Mason quickly became disillusioned. He recorded a death rate of three to four people per day among the roughly five hundred emigrants settled at St. Marc, and himself nearly died of illness, crediting his recovery to a Haitian woman who treated him with an infusion of orange peel. Concluding that the program was "false and evil to the race," Mason resolved to expose it; Redpath attempted to persuade, threaten, and finally bribe him into silence. Mason returned to Boston at the end of August 1860, carrying 325 letters from emigrants to their families, which he forwarded through the Worcester post office, and published an exposé in the Worcester daily newspapers describing Haiti as "a premature graveyard for the race" and asserting that two-thirds of the five thousand emigrants under the Redpath scheme had died of disease.

== Later life and death ==
Over the years Mason worked as a janitor in various Worcester municipal buildings. For nearly five decades he was among Worcester's most prominent African American citizens. He was active in the anti-slavery movement, the Republican Party, and the African Methodist Episcopal Zion Church, and belonged to two fraternal organizations: the Prince Hall Masons, as a member of King David Lodge No. 16, and the Odd Fellows. After the Civil War, no longer at risk as a fugitive, Mason returned to Kent County, Maryland, in 1866 as part of a church delegation led by Reverend G. W. Offley that assisted formerly enslaved people.

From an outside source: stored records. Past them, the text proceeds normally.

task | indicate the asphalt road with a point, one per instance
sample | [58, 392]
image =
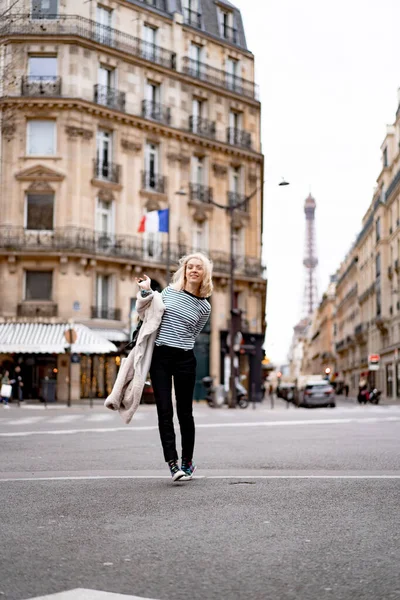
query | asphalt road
[288, 504]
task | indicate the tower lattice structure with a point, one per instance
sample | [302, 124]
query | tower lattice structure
[310, 261]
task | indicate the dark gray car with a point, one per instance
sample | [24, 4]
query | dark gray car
[318, 394]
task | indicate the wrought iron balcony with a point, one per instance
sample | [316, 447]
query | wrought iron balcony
[202, 126]
[105, 312]
[220, 78]
[74, 25]
[192, 17]
[156, 112]
[106, 171]
[37, 309]
[79, 241]
[238, 200]
[201, 193]
[152, 182]
[159, 4]
[238, 137]
[109, 97]
[40, 86]
[230, 34]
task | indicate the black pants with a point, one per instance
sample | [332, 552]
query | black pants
[179, 364]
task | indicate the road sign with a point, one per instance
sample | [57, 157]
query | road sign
[70, 335]
[373, 362]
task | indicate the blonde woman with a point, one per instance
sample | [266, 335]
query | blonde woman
[186, 312]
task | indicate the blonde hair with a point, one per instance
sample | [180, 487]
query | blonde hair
[179, 278]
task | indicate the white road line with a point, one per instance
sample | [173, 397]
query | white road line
[297, 423]
[25, 421]
[242, 478]
[64, 419]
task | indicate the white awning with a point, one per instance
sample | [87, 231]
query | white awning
[113, 335]
[48, 338]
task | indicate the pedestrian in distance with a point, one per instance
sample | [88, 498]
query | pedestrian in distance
[17, 385]
[5, 389]
[187, 311]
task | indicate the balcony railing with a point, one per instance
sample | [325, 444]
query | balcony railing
[106, 171]
[192, 17]
[202, 126]
[201, 193]
[37, 309]
[74, 25]
[238, 137]
[40, 86]
[156, 112]
[81, 242]
[238, 200]
[220, 78]
[230, 34]
[109, 97]
[104, 312]
[159, 4]
[152, 182]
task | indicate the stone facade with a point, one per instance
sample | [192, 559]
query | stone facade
[128, 135]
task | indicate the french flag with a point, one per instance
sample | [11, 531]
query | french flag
[155, 221]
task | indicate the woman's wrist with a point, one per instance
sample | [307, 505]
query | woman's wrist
[145, 293]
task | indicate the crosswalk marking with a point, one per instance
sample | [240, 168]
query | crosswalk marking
[84, 594]
[65, 419]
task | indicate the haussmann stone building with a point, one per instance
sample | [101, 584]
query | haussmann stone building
[108, 109]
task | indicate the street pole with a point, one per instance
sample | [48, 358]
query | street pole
[232, 379]
[168, 246]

Mason published his autobiography, Life of Isaac Mason as a Slave, in Worcester in 1893, with a commendatory note from Senator George Frisbie Hoar, for whom Mason had worked since 1850. He died on August 28, 1898.

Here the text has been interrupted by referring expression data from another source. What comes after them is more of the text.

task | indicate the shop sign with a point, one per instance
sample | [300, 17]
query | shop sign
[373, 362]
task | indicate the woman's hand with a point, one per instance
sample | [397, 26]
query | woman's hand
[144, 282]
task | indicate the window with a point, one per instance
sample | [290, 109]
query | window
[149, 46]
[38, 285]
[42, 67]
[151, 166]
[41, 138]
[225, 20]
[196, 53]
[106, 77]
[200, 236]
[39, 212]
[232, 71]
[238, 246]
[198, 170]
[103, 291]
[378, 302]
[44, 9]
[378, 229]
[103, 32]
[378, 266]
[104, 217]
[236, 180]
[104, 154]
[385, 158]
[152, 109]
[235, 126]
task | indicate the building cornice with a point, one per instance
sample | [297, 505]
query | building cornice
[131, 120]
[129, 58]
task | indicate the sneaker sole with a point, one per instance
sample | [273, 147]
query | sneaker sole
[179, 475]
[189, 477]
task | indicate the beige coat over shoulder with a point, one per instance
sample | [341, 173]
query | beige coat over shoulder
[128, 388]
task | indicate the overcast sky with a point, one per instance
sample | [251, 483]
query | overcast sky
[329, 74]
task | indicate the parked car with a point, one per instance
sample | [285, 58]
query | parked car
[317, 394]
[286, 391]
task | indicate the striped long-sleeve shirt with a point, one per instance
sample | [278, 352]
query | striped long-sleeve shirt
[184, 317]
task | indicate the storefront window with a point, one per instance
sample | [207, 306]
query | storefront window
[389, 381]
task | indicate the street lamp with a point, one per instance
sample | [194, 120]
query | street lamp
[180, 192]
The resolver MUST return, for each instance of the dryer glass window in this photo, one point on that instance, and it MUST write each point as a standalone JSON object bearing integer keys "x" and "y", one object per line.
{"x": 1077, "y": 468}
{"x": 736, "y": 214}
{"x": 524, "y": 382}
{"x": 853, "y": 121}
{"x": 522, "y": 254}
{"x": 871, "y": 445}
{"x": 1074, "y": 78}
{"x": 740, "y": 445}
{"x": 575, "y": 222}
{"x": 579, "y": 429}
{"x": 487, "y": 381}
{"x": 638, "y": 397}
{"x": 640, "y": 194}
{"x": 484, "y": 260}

== Life of Isaac Mason as a Slave ==

Mason's autobiography, self-published in 1893, recounts his enslavement in Maryland, his 1846 escape, his years as a fugitive in the North, and his experience of the Haitian emigration program. It belongs to a group of postbellum slave narratives published by formerly enslaved residents of Worcester, collected in the scholarly edition From Bondage to Belonging: The Worcester Slave Narratives (2007).

== Legacy ==
The full text of Mason's narrative was digitized by the University of North Carolina's Documenting the American South project in 1996 and is also available through Project Gutenberg. The Maryland State Archives includes Mason in its biographical series on Marylanders who fled slavery, drawing on estate inventories, sale records, and the 1847 runaway advertisement to corroborate his account.

In 2022, the Kent Cultural Alliance commissioned Isaac: A Musical Journey, a musical work based on Mason's life by composer Marlon Saunders, for the Chesapeake Heartland project.

Beginning around 2007, undergraduate researchers at Washington College's Starr Center for the Study of the American Experience worked to identify the site of Mason's enslavement and escape; using land deeds, wills, newspapers, state archival records, and details from Mason's narrative, the research team identified the former Mansfield home at 101 Spring Avenue in Chestertown, a building constructed in 1799 and moved one lot west around 1900, which now houses the Kent Cultural Alliance. Researchers also located the probable site of Mason's birthplace near Galena, found his unmarked grave in Massachusetts, and traced living descendants. In May 2025, the National Park Service designated the building the Isaac Mason Escape Site, part of the National Underground Railroad Network to Freedom, and a marker was dedicated in a public ceremony attended by Mason's descendants on November 13, 2025. Washington College's Miller Library acquired a first edition of the narrative in 2025.